Dr. Janina M. Jeff, who loved science growing up in New Orleans and studied genetics at Spelman College and Vanderbilt University, is dedicated to bridging that field and a Black American community that historically has viewed it with suspicion.
Jeff, who in 2012 was the first AfricanAmerican to graduate from Vanderbilt with a Ph.D. in human genetics, was one of three women of color chosen from 18,000 entrants last summer in the inaugural Spotify Sound Up Bootcamp competition for podcast proposals.
Since then, she has used her $10,000 prize to create a pilot episode and begin production of her podcast In Those Genes. The host is working with a small team on a 12-installment first season titled “46 Chromosomes and a Mule.”

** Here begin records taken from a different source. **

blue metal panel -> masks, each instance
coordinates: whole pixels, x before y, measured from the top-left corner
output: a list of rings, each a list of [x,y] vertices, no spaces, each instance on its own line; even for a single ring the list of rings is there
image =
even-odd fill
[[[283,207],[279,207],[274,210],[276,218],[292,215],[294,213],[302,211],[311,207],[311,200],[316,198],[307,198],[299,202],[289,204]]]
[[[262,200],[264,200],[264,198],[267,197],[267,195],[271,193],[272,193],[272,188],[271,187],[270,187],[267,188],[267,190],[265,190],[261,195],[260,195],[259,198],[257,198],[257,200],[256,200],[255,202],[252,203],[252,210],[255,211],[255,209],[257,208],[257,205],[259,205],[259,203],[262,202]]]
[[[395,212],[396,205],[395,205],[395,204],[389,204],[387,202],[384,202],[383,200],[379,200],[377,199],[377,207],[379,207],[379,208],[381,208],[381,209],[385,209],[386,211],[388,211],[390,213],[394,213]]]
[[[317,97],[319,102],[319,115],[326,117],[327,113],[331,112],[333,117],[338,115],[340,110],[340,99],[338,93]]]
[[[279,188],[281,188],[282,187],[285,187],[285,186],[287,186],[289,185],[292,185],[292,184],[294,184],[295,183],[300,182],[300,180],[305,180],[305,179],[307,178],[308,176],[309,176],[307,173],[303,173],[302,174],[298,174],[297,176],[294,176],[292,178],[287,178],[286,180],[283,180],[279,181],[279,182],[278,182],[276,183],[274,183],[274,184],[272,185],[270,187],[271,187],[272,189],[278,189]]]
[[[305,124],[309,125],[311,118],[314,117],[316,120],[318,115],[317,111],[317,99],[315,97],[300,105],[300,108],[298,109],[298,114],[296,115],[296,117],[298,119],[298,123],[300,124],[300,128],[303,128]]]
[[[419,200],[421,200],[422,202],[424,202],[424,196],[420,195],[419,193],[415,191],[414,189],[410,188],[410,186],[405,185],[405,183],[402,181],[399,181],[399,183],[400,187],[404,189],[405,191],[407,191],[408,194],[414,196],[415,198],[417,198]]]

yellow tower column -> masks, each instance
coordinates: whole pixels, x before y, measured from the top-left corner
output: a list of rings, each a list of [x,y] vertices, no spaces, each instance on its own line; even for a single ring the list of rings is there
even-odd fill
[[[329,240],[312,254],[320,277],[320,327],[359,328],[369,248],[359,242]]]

The podcast uses genetics to uncover and explore the lost identities of African-descended Americans through the lens of Black culture. Despite the recent rise in popularity of ancestry-themed television programs and home-test kits, human geneticists traditionally have not studied Black Americans, and those who have tend to use approaches informed by their own White perspective, Jeff has observed.
In a nationwide push to get more women, Black and Hispanic students to study and pursue careers in STEM fields, where they are chronically underrepresented, some thought leaders and researchers are trying to understand what factors influence children – who tend to be naturally curious – to veer away from STEM fields later in their education among underrepresented groups.
That didn’t happen to Jeff, whose path to a career as a geneticist and her current passion was influenced and cultivated by an Afrocentric family that valued education, community uplift and their ethnic heritage. She fondly remembers her grandfather, Morris F.X. Jeff Jr., a civil rights leader, panAfricanist and psychologist with a Ph.D. in social work who held leadership roles in Black-uplift organizations such as the Urban League, 100 Black Men and the National Association of Black Social Workers.
Jeff realized early that not only did she like science and math, she was good at them. They complemented her natural curiosity and creativity, and winning a number of competitions in local and state science fairs fueled her interest.